CHAPTER I.BOYS.
If there were no boys there would be no young men and no old men. To this truism add the saying, “The boy is the father of the man,” and our subject has dignity and greatness at the outset. There may be aspects of it that provoke merriment; but there are more of a different character, and we are kept sober-minded in view of them.
The boy on shipboard is the “monkey.” The boy among types and presses is the “printer’s devil.” The boy at school is “Jack,” or “Bill,” or “Dick,” “hail-fellow well met,” and a peer among peers. The boy in college, if any boys go to college, is a “Freshman,” bound—if not happily emancipated of late—to serve the learned“Sophomore,” or take a ducking, or something worse, for his disobedience.
In business the boy is just what his character, his companions and his employers make of him. He may be a butt of ridicule, or a greenhorn to be ripened into smartness and wickedness by those who are older and wiser and worse than himself. He may be a poor drudge, to sweep and run of errands, which may be all right; or to suffer untold indignities and cruelties, with no uplifting to a better future and very little pay for very much work, which is all wrong.

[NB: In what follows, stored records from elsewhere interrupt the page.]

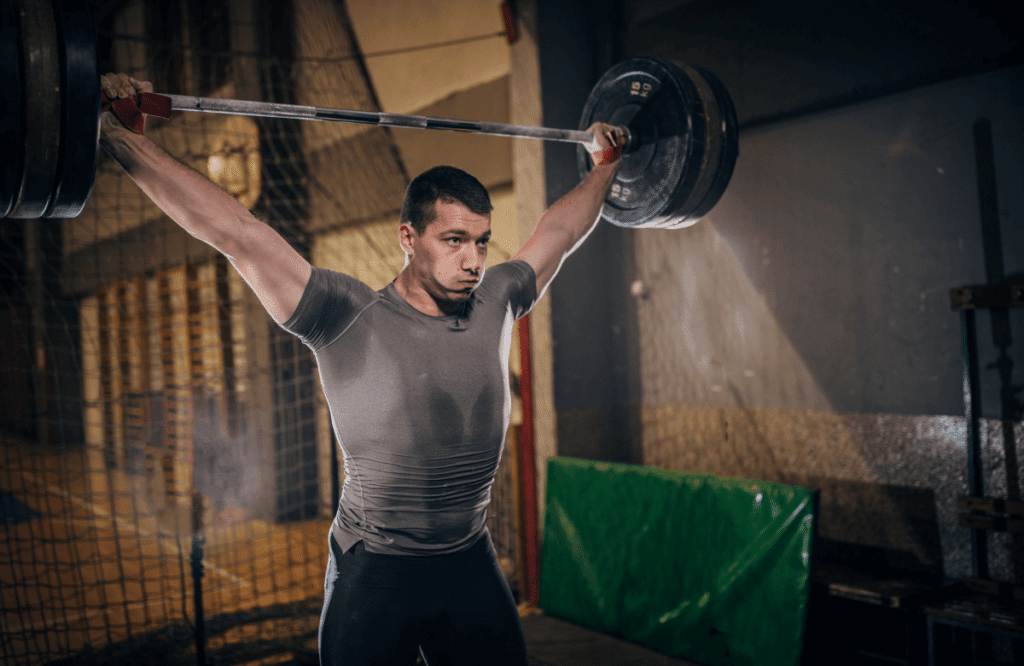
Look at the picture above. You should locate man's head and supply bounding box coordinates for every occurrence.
[398,167,493,312]
[400,166,492,235]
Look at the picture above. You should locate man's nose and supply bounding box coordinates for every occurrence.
[462,244,484,273]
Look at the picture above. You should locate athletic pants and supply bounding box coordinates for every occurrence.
[319,530,528,665]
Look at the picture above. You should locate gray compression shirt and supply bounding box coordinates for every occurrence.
[282,260,537,555]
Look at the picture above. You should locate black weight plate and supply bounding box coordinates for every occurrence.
[0,0,23,217]
[45,0,100,218]
[694,65,739,220]
[665,63,738,227]
[578,57,739,229]
[578,57,706,229]
[646,61,712,229]
[9,0,62,218]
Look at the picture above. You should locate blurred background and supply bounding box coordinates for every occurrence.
[1,0,1021,664]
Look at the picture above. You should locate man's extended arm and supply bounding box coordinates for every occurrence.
[512,122,623,297]
[99,73,310,324]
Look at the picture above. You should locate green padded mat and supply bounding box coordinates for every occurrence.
[539,457,816,666]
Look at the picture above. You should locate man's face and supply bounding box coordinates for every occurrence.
[401,200,491,307]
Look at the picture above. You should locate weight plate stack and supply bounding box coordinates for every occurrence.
[578,57,738,230]
[8,0,62,218]
[0,0,23,217]
[47,0,100,219]
[675,62,738,224]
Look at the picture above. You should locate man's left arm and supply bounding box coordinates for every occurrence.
[512,122,625,297]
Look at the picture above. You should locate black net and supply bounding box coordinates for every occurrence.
[1,1,524,664]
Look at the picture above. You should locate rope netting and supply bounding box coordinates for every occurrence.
[1,1,525,664]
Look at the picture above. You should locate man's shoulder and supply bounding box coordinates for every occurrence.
[282,266,380,349]
[292,266,380,321]
[478,260,537,317]
[485,259,535,285]
[309,266,377,297]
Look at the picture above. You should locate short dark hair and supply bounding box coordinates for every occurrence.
[401,166,492,234]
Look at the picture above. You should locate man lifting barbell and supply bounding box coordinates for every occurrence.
[99,71,625,666]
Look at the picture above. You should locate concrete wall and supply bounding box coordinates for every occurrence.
[640,68,1023,415]
[538,0,642,466]
[633,67,1023,580]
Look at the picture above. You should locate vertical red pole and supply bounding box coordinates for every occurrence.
[517,315,540,606]
[499,2,519,44]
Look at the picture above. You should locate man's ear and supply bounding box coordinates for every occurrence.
[398,222,417,255]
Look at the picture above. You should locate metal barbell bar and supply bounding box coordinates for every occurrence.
[163,94,607,147]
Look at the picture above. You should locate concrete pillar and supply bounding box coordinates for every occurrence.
[510,0,557,537]
[537,0,641,466]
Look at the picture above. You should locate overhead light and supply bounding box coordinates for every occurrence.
[207,116,261,209]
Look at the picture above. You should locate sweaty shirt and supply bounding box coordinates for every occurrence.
[282,260,537,556]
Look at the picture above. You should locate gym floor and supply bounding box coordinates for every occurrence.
[522,613,699,666]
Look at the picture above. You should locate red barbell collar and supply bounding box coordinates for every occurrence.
[102,92,172,135]
[592,143,623,166]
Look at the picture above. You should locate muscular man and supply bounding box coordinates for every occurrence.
[100,72,624,665]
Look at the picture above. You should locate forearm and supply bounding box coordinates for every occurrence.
[513,160,618,295]
[540,161,619,251]
[100,128,254,257]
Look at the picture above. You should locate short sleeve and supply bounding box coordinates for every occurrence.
[497,260,538,320]
[280,267,376,352]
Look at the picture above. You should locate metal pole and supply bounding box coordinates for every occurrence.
[961,308,988,579]
[516,315,540,606]
[24,219,51,446]
[164,94,597,145]
[191,490,206,666]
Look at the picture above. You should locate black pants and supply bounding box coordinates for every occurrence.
[319,531,528,665]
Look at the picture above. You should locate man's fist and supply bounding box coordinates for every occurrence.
[101,72,153,102]
[100,73,162,137]
[586,122,628,166]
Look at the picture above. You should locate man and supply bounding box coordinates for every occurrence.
[100,72,624,665]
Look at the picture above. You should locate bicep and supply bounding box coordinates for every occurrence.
[513,207,602,297]
[225,215,311,323]
[512,165,614,296]
[512,226,572,297]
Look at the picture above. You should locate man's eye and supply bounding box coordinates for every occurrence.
[446,238,461,245]
[478,239,490,247]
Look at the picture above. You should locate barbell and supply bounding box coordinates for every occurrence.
[1,0,738,229]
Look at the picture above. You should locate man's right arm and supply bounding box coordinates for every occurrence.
[99,74,310,324]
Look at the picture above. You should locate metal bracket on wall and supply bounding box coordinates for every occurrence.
[949,284,1024,311]
[951,283,1024,581]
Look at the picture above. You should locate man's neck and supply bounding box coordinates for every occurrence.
[394,269,461,317]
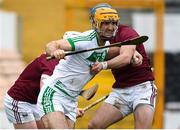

Or, by way of contrast, he may be treated from the start as having in him the germ of real greatness, the undeveloped qualities of a man yet to be acknowledged as the peer of those he serves, and the possible superior of them all. No one but God knows what may be hid and struggling for opportunity and recognition and reward in the obscurest little fellow who takes the lowest place in any store or office or shop.